Fig. 9. (a) Conceptual illustration of trichogenic photostimulation via monolithic red f-VLEDs (top). Photographs of mouse dorsal skin in control, f-VLED-treated, and MNX-treated groups (bottom) after 20 days of hair-regrowth experiments. (b) Hair-regrowth area as a function of skin stimulation days (top). Hair-regrowth experimental results of f-VLED-treated and MNX-treated mice, which were treated for 20 consecutive days. (bottom) Number of mice used for analyses: light-treated, n=4; MNX-treated, n=4; negative control, n=4. (c) Extracted hair images of mice after biological experiments (top) after 20 days. Comparison of hair-growth length after trichogenic treatments (bottom) (*p<0.05, paired t test). Histological and immunofluorescence results of stimulated mouse dorsal skin in (d) control (upper), MNX (middle), and f-VLED (bottom) groups {(i) H&E stained images, (ii) β-catenin stained images, (iii) DAPI stained images, (iv) merged images}. Figures reproduced from Ref. 20 with permission, © 2018 American Chemical Society (ACS).

Fig. 10. (a) MicroLED array-based optogenetics device. (b) LED illumination simulation under different voltages using the ray tracing software (TracePro), simulating the spread of light in the brain with 3 million rays. (c) Light intensities along the vertical direction of the microLED centerline under different voltages, extracted from simulation data. (d) Distribution of microLED temperature rise measured by the infrared thermal camera. (e) Illustration of the optogenetic device attached to the cortical surface of the rat.
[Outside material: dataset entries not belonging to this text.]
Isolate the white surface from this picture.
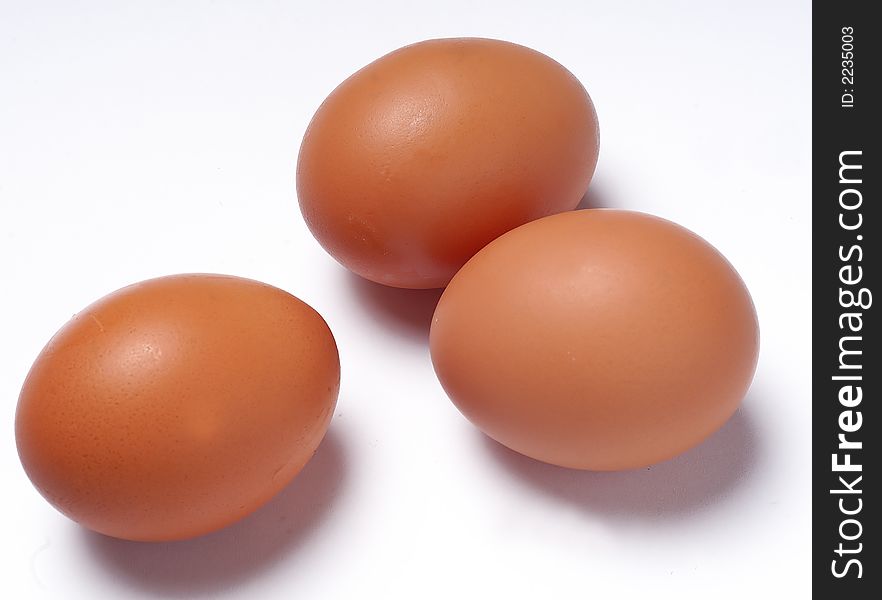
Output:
[0,0,811,600]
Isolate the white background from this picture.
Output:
[0,0,811,600]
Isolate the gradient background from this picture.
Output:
[0,0,811,600]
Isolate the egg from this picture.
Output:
[15,274,340,541]
[297,38,598,288]
[430,210,759,471]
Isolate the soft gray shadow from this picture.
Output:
[576,181,620,210]
[82,431,346,598]
[346,272,444,344]
[483,398,761,520]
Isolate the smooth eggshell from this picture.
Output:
[15,275,340,540]
[430,210,759,470]
[297,38,598,288]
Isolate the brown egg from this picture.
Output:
[297,38,598,288]
[15,275,340,540]
[430,210,759,470]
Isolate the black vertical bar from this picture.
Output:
[812,1,882,599]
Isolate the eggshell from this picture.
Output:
[297,38,598,288]
[430,210,759,470]
[15,275,340,540]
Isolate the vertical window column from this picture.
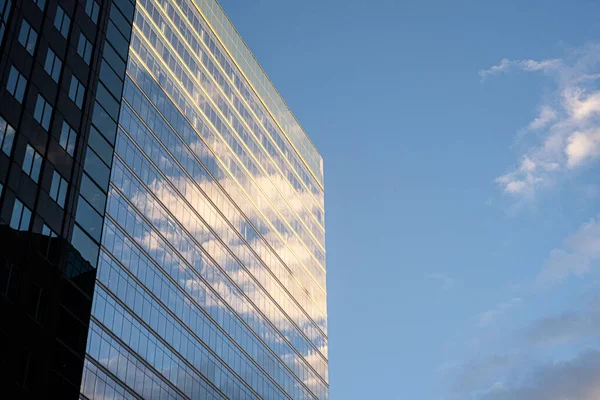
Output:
[72,0,134,266]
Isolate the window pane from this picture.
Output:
[71,225,98,267]
[104,42,125,76]
[81,173,106,214]
[23,145,35,175]
[75,197,102,242]
[0,117,15,156]
[110,4,131,40]
[100,60,123,99]
[89,126,113,167]
[106,22,129,60]
[96,83,119,121]
[84,147,110,192]
[44,48,62,83]
[92,102,117,144]
[10,199,23,229]
[19,206,31,231]
[33,0,46,11]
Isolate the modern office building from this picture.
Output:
[0,0,328,399]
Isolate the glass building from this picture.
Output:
[0,0,328,399]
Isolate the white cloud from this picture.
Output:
[480,350,600,400]
[528,105,557,130]
[537,217,600,286]
[477,297,522,328]
[479,58,560,80]
[426,273,456,291]
[479,45,600,197]
[520,298,600,346]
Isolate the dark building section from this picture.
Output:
[0,0,134,399]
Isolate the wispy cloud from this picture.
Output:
[480,350,600,400]
[479,58,560,80]
[425,273,456,291]
[537,216,600,287]
[479,44,600,197]
[477,297,522,328]
[519,298,600,346]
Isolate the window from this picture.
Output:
[85,0,100,24]
[77,32,92,65]
[0,117,15,157]
[69,75,85,108]
[0,0,11,42]
[10,199,31,231]
[6,65,27,104]
[19,20,37,55]
[59,121,77,157]
[33,0,46,11]
[40,224,58,262]
[44,47,62,83]
[33,94,52,130]
[54,6,71,39]
[23,144,42,183]
[50,171,69,208]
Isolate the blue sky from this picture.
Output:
[221,0,600,400]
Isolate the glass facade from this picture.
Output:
[79,0,329,399]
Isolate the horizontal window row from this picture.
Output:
[157,0,324,234]
[108,162,326,384]
[83,322,189,400]
[144,0,324,238]
[99,212,328,394]
[125,44,325,296]
[132,12,325,268]
[120,102,326,334]
[121,70,326,330]
[176,0,323,191]
[92,286,234,399]
[171,0,323,209]
[97,255,283,399]
[113,119,327,378]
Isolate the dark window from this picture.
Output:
[33,0,46,11]
[0,117,15,157]
[84,147,110,191]
[23,144,42,183]
[19,20,37,55]
[10,199,31,231]
[59,121,77,157]
[44,48,62,83]
[77,32,92,65]
[88,126,113,167]
[50,171,69,208]
[75,197,102,242]
[69,75,85,108]
[85,0,100,24]
[81,173,106,214]
[40,224,58,262]
[104,42,125,76]
[54,6,71,39]
[6,65,27,103]
[110,5,131,40]
[71,225,98,267]
[33,94,52,130]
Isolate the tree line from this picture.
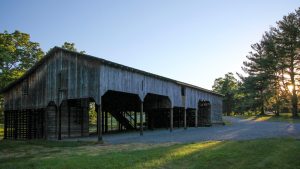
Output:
[213,8,300,117]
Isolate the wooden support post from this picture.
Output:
[14,111,19,140]
[140,102,144,136]
[183,108,186,130]
[195,109,198,127]
[97,104,102,141]
[133,111,137,129]
[44,107,48,139]
[58,105,61,140]
[80,107,85,137]
[101,110,105,133]
[105,111,108,133]
[170,107,173,132]
[3,111,8,139]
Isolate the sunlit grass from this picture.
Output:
[129,141,221,168]
[234,113,300,123]
[0,139,300,169]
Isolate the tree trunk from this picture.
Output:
[259,90,265,115]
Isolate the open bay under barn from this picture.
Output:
[1,47,222,140]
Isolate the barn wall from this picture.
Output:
[4,50,222,124]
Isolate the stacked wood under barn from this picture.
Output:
[4,109,45,140]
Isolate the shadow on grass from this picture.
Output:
[234,113,300,123]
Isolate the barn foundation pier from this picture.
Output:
[0,47,223,141]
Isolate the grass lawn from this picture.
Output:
[0,138,300,169]
[234,113,300,123]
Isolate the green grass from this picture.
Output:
[0,138,300,169]
[234,113,300,123]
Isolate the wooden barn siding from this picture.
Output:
[5,51,222,121]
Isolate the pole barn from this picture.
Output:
[1,47,223,140]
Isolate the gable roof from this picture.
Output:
[0,46,223,97]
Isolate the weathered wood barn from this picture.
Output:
[1,47,222,140]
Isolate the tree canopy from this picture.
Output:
[213,8,300,117]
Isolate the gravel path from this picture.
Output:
[66,117,300,144]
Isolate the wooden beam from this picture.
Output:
[195,109,198,127]
[140,102,144,136]
[97,104,102,141]
[67,101,71,138]
[3,111,8,139]
[170,107,173,132]
[58,105,61,140]
[183,108,186,130]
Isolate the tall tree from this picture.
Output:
[276,8,300,117]
[0,31,44,88]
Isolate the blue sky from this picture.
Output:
[0,0,300,89]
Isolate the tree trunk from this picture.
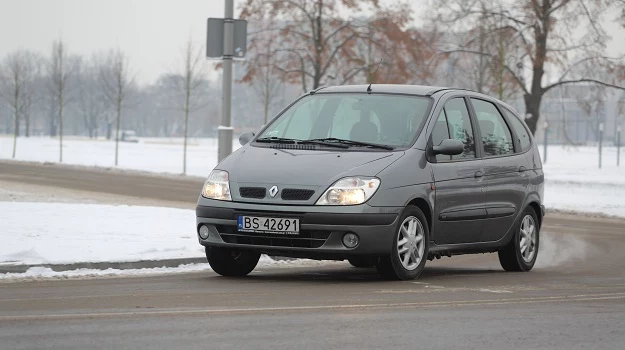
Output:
[115,100,122,166]
[524,94,542,135]
[13,109,20,158]
[59,97,63,163]
[24,113,30,137]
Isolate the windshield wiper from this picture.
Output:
[298,139,349,148]
[256,136,349,148]
[305,137,395,150]
[256,136,302,143]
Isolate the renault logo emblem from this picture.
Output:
[269,186,278,198]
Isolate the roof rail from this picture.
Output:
[308,86,326,95]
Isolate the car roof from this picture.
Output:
[310,84,465,96]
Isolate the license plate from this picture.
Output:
[237,216,299,235]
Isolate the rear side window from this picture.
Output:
[502,107,532,152]
[432,97,475,162]
[471,98,514,157]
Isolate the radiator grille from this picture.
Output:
[239,187,267,198]
[281,188,315,201]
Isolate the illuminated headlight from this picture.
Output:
[202,170,232,201]
[317,177,380,205]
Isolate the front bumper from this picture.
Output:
[196,199,403,260]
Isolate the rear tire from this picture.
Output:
[347,256,378,268]
[206,247,260,277]
[376,205,430,280]
[498,207,540,272]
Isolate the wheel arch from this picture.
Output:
[526,200,543,227]
[407,197,433,235]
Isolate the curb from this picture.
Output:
[0,258,206,274]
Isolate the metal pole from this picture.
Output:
[599,123,603,169]
[543,122,549,164]
[616,124,621,166]
[217,0,234,162]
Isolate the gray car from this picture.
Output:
[196,85,544,280]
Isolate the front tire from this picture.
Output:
[206,247,260,277]
[498,207,540,272]
[376,205,430,280]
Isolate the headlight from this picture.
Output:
[316,177,380,205]
[202,170,232,201]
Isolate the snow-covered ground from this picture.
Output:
[0,201,342,280]
[540,146,625,217]
[0,135,241,176]
[0,202,204,265]
[0,136,625,217]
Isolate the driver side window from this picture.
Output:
[432,97,476,162]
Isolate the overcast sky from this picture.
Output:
[0,0,625,83]
[0,0,224,83]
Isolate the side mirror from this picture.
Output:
[239,132,256,146]
[432,139,464,156]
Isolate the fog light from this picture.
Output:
[343,233,360,248]
[200,225,208,239]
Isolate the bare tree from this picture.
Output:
[241,23,284,124]
[76,55,106,138]
[168,38,206,174]
[48,41,71,163]
[0,51,38,158]
[241,0,379,91]
[432,0,625,132]
[100,49,134,166]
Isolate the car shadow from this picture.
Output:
[208,264,506,284]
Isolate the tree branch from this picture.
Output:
[543,78,625,93]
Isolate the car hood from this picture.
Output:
[218,145,404,186]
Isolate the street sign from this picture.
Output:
[206,18,247,59]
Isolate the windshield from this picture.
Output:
[258,93,431,147]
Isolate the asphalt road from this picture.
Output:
[0,161,625,349]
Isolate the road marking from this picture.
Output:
[0,293,625,322]
[475,288,512,294]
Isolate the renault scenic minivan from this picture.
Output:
[196,85,544,279]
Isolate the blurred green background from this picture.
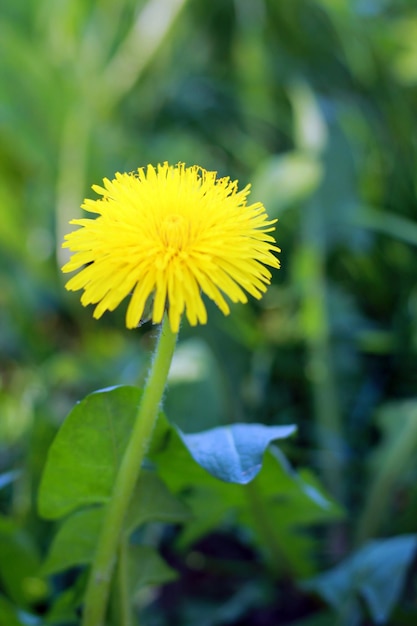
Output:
[0,0,417,624]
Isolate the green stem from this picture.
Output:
[116,534,133,626]
[82,317,177,626]
[244,482,290,576]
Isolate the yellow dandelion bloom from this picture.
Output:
[62,163,280,332]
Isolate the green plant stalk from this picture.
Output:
[115,533,133,626]
[244,481,291,576]
[82,316,177,626]
[356,413,417,545]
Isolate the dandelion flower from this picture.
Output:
[62,163,280,332]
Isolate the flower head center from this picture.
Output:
[160,213,187,250]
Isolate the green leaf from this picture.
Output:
[0,596,27,626]
[42,470,190,575]
[128,546,178,593]
[44,571,88,626]
[180,424,296,485]
[38,386,141,519]
[0,517,43,607]
[125,470,191,533]
[42,507,103,576]
[303,535,417,624]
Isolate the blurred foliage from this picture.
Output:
[0,0,417,626]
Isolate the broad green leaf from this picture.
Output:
[303,535,417,624]
[0,596,24,626]
[128,546,178,593]
[42,470,190,575]
[125,470,191,533]
[180,424,296,485]
[38,386,145,519]
[42,507,103,576]
[44,571,88,626]
[0,517,47,607]
[179,446,343,576]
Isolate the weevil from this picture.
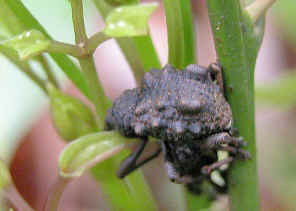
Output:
[105,63,250,194]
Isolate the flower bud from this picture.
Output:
[47,84,98,141]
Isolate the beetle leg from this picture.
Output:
[116,138,161,179]
[201,157,234,175]
[205,132,247,148]
[218,146,251,160]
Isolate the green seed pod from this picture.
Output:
[47,84,98,141]
[106,0,138,6]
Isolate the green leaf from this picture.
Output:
[47,84,98,141]
[207,0,272,211]
[93,0,161,82]
[163,0,196,69]
[106,0,138,6]
[0,0,89,97]
[0,30,50,60]
[59,131,136,178]
[103,3,158,37]
[0,160,12,190]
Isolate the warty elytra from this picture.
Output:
[105,64,249,195]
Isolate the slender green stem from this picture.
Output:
[44,176,71,211]
[79,56,111,131]
[39,55,59,87]
[70,0,87,44]
[70,0,110,130]
[93,0,161,84]
[1,0,90,98]
[163,0,196,68]
[19,63,47,95]
[85,32,111,54]
[47,40,84,57]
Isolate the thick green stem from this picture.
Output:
[163,0,210,211]
[207,0,261,211]
[163,0,196,68]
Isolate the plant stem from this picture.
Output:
[79,55,111,131]
[47,40,83,57]
[70,0,156,211]
[163,0,210,211]
[39,55,59,88]
[207,0,272,211]
[70,0,110,130]
[163,0,196,69]
[44,176,71,211]
[93,0,161,84]
[70,0,87,44]
[19,63,47,95]
[1,0,90,98]
[85,32,111,54]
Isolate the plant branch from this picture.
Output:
[163,0,196,69]
[46,40,85,58]
[70,0,87,44]
[44,176,72,211]
[79,56,111,131]
[85,32,111,54]
[93,0,161,84]
[38,55,59,88]
[70,0,110,130]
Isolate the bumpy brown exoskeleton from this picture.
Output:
[106,64,249,195]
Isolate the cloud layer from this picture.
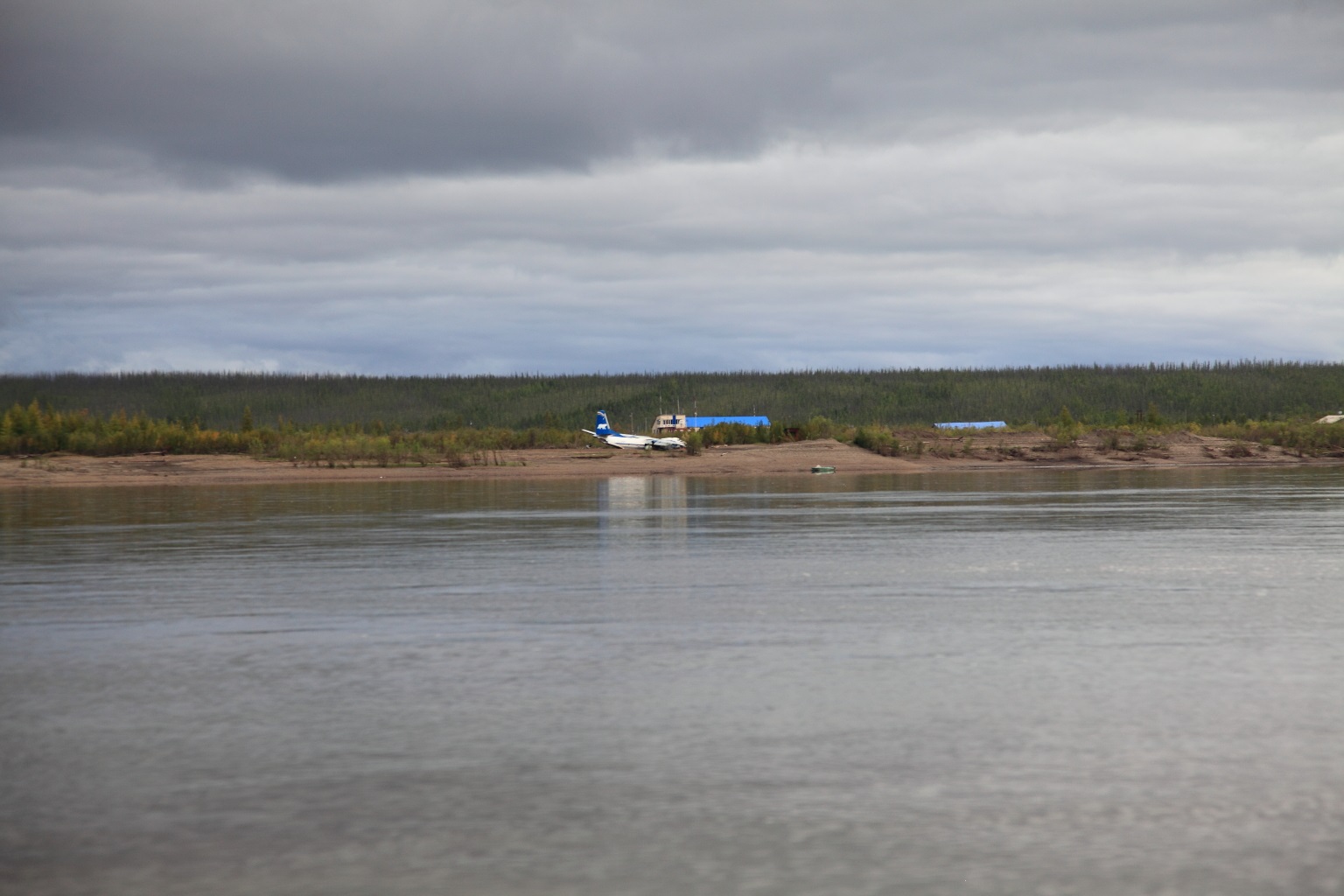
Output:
[0,0,1344,374]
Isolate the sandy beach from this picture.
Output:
[0,432,1344,487]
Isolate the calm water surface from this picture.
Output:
[0,470,1344,896]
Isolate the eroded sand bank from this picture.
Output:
[0,432,1344,487]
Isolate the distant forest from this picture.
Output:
[0,361,1344,431]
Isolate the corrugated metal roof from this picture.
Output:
[685,416,770,430]
[934,421,1008,430]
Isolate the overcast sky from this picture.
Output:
[0,0,1344,374]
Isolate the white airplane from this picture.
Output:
[584,411,685,452]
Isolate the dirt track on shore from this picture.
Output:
[0,432,1344,487]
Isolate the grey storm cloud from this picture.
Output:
[0,0,1344,180]
[0,0,1344,374]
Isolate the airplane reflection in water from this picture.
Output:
[597,475,688,548]
[584,411,685,452]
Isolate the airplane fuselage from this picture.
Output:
[584,411,685,452]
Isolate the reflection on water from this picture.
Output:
[0,470,1344,896]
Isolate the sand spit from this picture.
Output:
[0,432,1344,489]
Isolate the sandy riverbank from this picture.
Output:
[0,432,1344,487]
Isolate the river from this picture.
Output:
[0,469,1344,896]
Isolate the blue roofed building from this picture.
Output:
[653,414,770,434]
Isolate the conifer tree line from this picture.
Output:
[0,361,1344,431]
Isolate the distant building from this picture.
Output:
[653,414,770,435]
The insets show images with and without optical stimulation from the embedded microLEDs. (f) Representative LFPs recorded by one column of channels, demonstrating effective neural activity recording capabilities. (g) ECOG signals recorded from one channel under three different conditions: in vitro with optical stimulation, in vivo with light stimulation, and in vivo without light stimulation. Figures reproduced from Ref. 60 with permission, © 2024 ACS.